The annual TIP Report, categorized into tiers based on how well governments meet the minimum requirements for the elimination of human trafficking, was set by the Trafficking Victims Protection Act (TVPA) of 2000.

 

If there is a single theme to this year’s Trafficking in Persons (TIP) Report, it is the conviction that there is nothing inevitable about trafficking in human beings. That conviction is where the process of change really begins—with the realization that just because a certain abuse has taken place in the past doesn’t mean that we have to tolerate that abuse in the future or that we can afford to avert our eyes. Instead, we should be asking ourselves—what if that victim of trafficking was my daughter, son, sister, or brother?

 This year’s TIP Report asks such questions because ending modern slavery isn’t just a fight we should attempt—it is a fight we can and must win.
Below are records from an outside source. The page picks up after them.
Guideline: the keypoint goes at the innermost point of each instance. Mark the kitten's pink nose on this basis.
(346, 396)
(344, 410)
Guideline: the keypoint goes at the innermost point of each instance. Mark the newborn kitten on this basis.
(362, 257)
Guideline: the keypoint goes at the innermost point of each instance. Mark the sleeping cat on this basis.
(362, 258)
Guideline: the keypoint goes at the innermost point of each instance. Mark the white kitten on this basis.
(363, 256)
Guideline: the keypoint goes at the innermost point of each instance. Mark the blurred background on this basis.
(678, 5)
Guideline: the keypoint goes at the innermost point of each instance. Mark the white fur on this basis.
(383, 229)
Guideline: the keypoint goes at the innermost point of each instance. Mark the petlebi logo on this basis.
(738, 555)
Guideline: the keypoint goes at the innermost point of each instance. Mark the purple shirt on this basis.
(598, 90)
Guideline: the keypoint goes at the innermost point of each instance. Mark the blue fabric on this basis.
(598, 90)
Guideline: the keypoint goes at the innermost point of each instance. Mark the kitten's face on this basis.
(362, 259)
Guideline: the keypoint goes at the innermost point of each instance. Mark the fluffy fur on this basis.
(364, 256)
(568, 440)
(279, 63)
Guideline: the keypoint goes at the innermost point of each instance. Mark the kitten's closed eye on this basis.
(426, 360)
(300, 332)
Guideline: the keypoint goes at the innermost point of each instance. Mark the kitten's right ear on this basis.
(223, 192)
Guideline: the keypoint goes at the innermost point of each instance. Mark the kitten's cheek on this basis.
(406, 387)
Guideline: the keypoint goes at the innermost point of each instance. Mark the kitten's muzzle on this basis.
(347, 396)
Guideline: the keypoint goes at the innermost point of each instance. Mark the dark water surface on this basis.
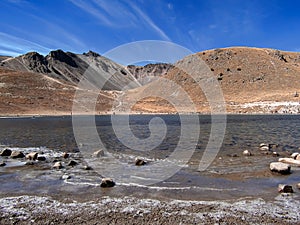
(230, 175)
                                                                        -John F. Kerry, Secretary of State

 

This year’s (2016) Trafficking in Persons Report focuses on the positive developments and continued challenges of preventing trafficking, and it considers how governments and the broader anti-trafficking community can effectively ensure that those who are vulnerable to human trafficking have the tools and opportunities to avert the risks of exploitation. (2016 TIP Report)

 

The TVPA defines “severe forms of trafficking in persons” as:

➤ sex trafficking in which a commercial sex act is induced by force, fraud, or coercion, or in which the person induced to perform such an act has not attained 18 years of age; or

➤ the recruitment, harboring, transportation, provision, or obtaining of a person for labor or services, through the use of force, fraud, or coercion for the purpose of subjection to involuntary servitude, peonage, debt bondage, or slavery.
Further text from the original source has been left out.